7. M. B soutient qu’il vit en France depuis la fin de l’année 1991, qu’il est entré en France à l’âge de quelques mois où il a toujours vécu avec ses parents et sa fratrie dont certains sont aujourd’hui français. Toutefois, eu égard à la gravité particulière des faits lui étant reprochés, M. B n’est pas fondé à soutenir que le ministre de l’intérieur, en prononçant son expulsion, a porté à son droit au respect de sa vie privée et familiale une atteinte excédant ce qui était nécessaire à la défense de l’ordre public.
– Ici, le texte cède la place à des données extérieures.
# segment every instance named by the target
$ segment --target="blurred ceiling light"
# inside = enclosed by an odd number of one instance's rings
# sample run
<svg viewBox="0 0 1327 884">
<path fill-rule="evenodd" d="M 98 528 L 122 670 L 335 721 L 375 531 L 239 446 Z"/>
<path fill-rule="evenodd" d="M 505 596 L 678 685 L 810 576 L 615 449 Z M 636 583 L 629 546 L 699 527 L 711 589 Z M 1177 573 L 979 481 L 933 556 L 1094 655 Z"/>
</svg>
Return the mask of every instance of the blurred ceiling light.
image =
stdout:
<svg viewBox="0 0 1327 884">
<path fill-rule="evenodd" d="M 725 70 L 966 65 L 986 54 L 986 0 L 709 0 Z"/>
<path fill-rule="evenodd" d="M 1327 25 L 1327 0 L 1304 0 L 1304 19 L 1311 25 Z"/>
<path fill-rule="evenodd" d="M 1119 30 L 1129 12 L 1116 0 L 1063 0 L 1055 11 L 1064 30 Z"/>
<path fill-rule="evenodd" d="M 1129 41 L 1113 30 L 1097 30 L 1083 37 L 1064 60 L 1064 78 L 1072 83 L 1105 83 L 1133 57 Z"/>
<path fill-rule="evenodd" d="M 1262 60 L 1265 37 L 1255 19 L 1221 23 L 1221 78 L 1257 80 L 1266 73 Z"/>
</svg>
Par suite, le moyen tiré de la méconnaissance des stipulations précitées de l’article 8 de la convention européenne de sauvegarde des droits de l’homme et des libertés fondamentales doit être écarté.
8. Il résulte de ce qui précède, sans qu’il soit besoin d’ordonner la communication du rapport d’évaluation établi par le quartier d’évaluation de la radicalisation de la maison d’arrêt d’Osny, que les conclusions à fin d’annulation dirigées contre l’arrêté d’expulsion du 17 décembre 2020 doivent être rejetées ainsi que par voie de conséquence, les conclusions à fin d’application des dispositions de l’article L. 761-1 du code de justice administrative.
D E C I D E :
Article 1er : La requête de M. B est rejetée.
Article 2 : Le présent jugement sera notifié à M. E B et au ministre de l’intérieur et des Outre-mer.
Délibéré après l’audience du 6 février 2023, à laquelle siégeaient :
Mme Le Roux, présidente,
Mme Madé, première conseillère,
Mme Berland, première conseillère.
Rendu public par mise à disposition au greffe le 20 février 2023.
La rapporteure,
C. A
La présidente,
M-O. LE ROUX La greffière,
I. SZYMANSKI
La République mande et ordonne au ministre de l’intérieur et des Outre-mer en ce qui le concerne et à tous commissaires de justice à ce requis en ce qui concerne les voies de droit commun contre les parties privées, de pourvoir à l’exécution de la présente décision.